Lübnan ve Filistin’in arzuları, İsrail’in engelleri​​​​​​​

Doğu Akdeniz gazı: Örtüşen ve çelişkili çıkarlar (1)

Bölgesel bir mücadele alanı: Doğalgaz



Trump: Şi, temel metallerin ABD'ye akmasına izin verecek

ABD Başkanı, Beyaz Saray'daki ofisinde yürütme emirlerini imzaladı (Arşiv-AP)
ABD Başkanı, Beyaz Saray'daki ofisinde yürütme emirlerini imzaladı (Arşiv-AP)
TT

Trump: Şi, temel metallerin ABD'ye akmasına izin verecek

ABD Başkanı, Beyaz Saray'daki ofisinde yürütme emirlerini imzaladı (Arşiv-AP)
ABD Başkanı, Beyaz Saray'daki ofisinde yürütme emirlerini imzaladı (Arşiv-AP)

ABD Başkanı Donald Trump, Çin Devlet Başkanı Şi Cinping'in nadir toprak metalleri ve elementlerin ABD'ye ihracatına izin verdiğini söyledi.

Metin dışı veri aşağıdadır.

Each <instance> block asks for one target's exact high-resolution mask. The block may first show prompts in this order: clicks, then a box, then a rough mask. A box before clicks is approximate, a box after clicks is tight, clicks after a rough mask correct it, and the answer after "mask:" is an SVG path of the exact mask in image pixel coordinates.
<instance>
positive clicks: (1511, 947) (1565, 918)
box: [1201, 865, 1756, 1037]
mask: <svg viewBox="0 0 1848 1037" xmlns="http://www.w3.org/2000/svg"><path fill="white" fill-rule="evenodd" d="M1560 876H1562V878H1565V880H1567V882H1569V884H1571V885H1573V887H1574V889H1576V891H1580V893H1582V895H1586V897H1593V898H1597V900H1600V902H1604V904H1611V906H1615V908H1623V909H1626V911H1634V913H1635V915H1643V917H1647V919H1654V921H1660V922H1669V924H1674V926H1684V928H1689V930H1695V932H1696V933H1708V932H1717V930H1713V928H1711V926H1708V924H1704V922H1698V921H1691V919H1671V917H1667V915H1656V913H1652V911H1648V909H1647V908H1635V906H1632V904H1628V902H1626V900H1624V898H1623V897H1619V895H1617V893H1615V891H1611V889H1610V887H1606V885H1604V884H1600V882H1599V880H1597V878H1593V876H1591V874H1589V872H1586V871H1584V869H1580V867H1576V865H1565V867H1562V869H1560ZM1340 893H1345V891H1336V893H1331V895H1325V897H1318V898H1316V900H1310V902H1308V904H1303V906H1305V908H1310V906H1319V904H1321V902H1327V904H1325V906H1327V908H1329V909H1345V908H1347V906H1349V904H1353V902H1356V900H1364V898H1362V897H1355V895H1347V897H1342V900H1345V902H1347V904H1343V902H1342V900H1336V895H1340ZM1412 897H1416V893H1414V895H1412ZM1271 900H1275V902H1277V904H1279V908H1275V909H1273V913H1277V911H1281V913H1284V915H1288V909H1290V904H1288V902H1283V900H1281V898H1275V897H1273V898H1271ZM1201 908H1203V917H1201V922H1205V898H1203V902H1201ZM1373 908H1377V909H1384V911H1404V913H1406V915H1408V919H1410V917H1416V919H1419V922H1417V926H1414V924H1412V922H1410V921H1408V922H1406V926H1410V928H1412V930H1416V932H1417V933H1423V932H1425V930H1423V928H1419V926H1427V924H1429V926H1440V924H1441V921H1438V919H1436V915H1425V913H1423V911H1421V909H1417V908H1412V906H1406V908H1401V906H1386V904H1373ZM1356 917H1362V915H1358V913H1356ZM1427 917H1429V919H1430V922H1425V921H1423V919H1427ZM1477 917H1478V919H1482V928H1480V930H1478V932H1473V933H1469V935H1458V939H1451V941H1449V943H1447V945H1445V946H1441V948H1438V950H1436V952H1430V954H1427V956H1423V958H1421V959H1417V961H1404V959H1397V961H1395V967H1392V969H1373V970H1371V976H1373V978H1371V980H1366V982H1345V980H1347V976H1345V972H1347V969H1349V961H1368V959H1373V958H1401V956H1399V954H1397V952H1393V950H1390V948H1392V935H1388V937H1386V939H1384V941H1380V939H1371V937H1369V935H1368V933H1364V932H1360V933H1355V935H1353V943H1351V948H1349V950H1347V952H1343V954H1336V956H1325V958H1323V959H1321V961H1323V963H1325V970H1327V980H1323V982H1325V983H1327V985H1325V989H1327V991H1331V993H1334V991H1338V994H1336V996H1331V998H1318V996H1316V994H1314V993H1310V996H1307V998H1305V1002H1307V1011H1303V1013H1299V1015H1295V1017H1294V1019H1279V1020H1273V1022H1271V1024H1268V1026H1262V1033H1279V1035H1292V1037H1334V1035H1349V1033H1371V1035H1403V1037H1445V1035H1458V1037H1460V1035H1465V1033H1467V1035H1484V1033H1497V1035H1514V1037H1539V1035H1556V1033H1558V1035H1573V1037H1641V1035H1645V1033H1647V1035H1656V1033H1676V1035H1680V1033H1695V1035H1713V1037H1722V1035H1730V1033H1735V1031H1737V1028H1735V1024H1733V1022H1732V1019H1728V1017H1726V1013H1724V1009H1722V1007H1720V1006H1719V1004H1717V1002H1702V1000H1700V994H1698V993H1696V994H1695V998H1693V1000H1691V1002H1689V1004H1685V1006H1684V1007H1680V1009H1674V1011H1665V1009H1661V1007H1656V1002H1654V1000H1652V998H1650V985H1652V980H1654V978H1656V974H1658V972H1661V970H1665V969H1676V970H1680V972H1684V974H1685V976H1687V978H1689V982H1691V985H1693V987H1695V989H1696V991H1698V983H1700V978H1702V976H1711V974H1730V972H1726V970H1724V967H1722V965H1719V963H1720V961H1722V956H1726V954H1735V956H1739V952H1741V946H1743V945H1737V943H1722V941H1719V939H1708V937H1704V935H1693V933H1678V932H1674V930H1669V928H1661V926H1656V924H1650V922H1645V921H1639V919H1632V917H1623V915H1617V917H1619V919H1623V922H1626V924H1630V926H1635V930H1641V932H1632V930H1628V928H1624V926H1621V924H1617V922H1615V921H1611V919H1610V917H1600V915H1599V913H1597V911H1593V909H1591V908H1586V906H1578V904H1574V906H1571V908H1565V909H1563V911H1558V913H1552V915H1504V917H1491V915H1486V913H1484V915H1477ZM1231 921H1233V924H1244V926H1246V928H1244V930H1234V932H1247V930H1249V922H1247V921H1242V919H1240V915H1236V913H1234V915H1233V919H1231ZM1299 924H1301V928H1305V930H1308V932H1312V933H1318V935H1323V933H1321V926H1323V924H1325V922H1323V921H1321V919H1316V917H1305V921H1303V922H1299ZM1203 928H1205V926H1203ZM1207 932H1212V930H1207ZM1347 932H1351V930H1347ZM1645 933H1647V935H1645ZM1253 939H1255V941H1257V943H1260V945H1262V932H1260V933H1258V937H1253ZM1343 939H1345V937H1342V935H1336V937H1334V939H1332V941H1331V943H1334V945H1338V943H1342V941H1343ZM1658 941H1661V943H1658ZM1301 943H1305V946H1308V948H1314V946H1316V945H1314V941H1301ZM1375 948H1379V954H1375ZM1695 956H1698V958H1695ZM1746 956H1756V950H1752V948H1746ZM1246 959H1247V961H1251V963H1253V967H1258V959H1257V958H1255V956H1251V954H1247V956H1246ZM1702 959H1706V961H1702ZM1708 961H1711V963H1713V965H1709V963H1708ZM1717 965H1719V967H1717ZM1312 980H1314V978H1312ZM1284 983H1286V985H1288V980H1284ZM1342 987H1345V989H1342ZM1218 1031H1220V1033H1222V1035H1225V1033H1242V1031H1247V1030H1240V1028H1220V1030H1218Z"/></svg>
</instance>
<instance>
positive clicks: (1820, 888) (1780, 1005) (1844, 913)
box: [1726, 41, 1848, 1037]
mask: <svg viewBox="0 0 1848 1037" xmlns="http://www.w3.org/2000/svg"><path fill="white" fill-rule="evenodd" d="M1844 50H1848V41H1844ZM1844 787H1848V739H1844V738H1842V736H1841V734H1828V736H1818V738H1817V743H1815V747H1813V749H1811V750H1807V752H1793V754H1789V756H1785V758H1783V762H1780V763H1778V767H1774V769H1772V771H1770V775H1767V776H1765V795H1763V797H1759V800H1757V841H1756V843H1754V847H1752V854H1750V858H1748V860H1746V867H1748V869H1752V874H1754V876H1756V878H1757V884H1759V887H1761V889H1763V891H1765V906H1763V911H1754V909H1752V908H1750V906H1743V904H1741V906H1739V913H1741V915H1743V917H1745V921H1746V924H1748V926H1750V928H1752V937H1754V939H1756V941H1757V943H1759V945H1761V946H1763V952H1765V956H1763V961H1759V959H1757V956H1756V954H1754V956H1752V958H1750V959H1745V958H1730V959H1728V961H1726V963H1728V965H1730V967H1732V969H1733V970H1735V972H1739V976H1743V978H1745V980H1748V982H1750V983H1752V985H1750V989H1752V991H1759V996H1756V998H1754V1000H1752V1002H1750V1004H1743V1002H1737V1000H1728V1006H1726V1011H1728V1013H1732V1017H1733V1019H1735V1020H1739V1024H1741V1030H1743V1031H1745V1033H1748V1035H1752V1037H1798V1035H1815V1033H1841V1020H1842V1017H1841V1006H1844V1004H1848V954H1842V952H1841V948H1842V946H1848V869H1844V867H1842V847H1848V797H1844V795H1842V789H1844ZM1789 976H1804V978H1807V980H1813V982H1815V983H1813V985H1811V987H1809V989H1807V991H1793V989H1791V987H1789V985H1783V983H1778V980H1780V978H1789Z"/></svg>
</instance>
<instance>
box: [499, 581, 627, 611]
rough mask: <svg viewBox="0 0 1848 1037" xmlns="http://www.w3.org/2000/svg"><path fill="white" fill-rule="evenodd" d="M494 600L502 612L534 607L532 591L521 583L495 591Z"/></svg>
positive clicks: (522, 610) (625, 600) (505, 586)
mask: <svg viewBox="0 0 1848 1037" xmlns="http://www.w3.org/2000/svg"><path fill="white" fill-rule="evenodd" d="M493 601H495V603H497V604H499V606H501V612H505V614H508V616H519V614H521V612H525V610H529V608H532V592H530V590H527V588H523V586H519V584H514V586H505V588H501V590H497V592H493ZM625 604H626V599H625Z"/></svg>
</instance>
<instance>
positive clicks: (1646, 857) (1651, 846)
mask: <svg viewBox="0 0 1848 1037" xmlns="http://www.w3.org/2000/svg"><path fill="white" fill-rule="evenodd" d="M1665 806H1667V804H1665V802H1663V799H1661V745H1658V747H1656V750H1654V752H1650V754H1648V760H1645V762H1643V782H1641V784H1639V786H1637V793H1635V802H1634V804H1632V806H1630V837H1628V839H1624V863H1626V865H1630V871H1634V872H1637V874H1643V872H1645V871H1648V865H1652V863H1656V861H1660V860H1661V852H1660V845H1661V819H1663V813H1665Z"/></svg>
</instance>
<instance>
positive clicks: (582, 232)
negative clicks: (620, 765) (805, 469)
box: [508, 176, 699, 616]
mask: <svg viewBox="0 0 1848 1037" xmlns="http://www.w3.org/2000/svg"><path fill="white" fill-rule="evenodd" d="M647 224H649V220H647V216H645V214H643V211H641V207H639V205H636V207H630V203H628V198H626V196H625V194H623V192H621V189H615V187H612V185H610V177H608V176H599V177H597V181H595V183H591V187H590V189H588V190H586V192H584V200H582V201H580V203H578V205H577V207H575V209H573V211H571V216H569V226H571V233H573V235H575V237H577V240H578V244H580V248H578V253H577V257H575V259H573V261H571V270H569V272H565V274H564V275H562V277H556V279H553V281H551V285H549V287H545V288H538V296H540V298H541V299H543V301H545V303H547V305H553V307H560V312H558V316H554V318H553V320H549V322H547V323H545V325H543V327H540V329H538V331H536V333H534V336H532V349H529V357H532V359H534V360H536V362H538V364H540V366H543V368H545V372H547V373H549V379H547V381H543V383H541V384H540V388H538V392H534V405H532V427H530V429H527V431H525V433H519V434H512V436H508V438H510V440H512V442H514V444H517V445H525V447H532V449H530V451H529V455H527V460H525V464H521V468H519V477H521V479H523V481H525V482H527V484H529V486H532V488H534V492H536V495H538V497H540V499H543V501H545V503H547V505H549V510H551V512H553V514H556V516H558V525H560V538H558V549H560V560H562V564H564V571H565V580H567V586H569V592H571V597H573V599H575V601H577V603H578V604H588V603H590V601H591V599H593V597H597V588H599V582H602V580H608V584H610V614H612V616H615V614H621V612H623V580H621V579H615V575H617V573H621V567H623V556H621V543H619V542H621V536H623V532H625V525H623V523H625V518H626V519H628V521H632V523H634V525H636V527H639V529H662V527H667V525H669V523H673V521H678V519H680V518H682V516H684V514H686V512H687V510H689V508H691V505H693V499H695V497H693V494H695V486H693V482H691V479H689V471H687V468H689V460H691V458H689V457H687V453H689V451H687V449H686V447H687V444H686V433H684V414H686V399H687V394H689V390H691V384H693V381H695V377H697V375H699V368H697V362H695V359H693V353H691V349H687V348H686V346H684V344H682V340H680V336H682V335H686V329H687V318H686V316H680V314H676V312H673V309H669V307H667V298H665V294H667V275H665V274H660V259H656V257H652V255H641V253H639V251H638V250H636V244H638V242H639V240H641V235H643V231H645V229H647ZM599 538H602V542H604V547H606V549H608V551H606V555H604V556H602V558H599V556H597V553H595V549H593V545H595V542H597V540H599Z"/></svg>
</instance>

Bu adım, dünyanın en büyük iki ekonomisi arasındaki gerilimi azaltacak.

Bir gazeteci, başkanlık uçağında Trump'a Şi'nin bunu kabul edip etmediğini sorduğunda, Trump “Evet, kabul etti” diye cevap verdi.

Trump'ın bu yorumu, haftalardır bu konuda artan ticari gerilimi çözmek amacıyla Şi Cinping ile yaptığı nadir telefon görüşmesinden bir gün sonra geldi.

Trump, o dönemde görüşmelerin “oldukça olumlu sonuçlandığını” belirterek, “nadir metal ürünlerinin akışkanlığıı konusunda hiçbir şüphe olmaması gerektiğini” belirtti.

Bu konudaki gerginliğin azaldığına dair bir başka işaret olarak, Çin, konuyla ilgili iki kaynağa göre, en büyük üç Amerikan otomobil üreticisinin nadir metal tedarikçilerine geçici ihracat lisansları verdi.

ABD başkanının üst düzey yardımcıları, pazartesi günü Londra'da Çinli meslektaşlarıyla bir araya gelerek görüşmeleri sürdürecek.

Trump dün gazetecilere yaptığı açıklamada, “Çin anlaşmasında büyük ilerleme kaydettik” dedi.

İki ülke, 12 Mayıs'ta İsviçre'nin Cenevre kentinde, Trump'ın ocak ayında göreve gelmesinden bu yana birbirlerine uyguladıkları gümrük vergilerinin çoğunu 90 gün süreyle kaldırmak üzere anlaşmaya vardı. Bu haberin ardından ticaretin bozulmasından endişe duyan finans piyasaları canlandı. Ancak Çin'in nisan ayında nadir toprak elementlerinin ihracatını askıya alma kararı, dünya çapında otomobil üreticileri, bilgisayar çipi üreticileri ve askeri müteahhitlerin ihtiyaç duyduğu tedarikleri kesintiye uğratmaya devam etti.

Trump, Çin'i Cenevre Anlaşması'nı ihlal etmekle suçladı ve çip tasarım programları ile Çin'e yapılan diğer sevkiyatlara kısıtlamalar getirilmesini emretti. Pekin bu iddiayı reddetti ve karşı önlemler alacağı tehdidinde bulundu.

Şarku’l Avsat’ın edindiği bilgiye göre nadir metaller ve diğer temel elementler Çin için bir güç kaynağıdır ve şirketlerin metalden üretilen ürünleri üretememesi nedeniyle ekonomik büyüme yavaşlarsa Trump iç siyasi baskıya maruz kalabilir.

Trump, ocak ayında Beyaz Saray'a döndüğünden beri ticaret ortaklarını bir dizi cezai önlem uygulamakla tehdit etti, ardından bazılarını son anda iptal etti. Bu tutarsız yaklaşım, dünya liderlerini şaşırttı ve şirket yöneticilerini endişeye sevk etti.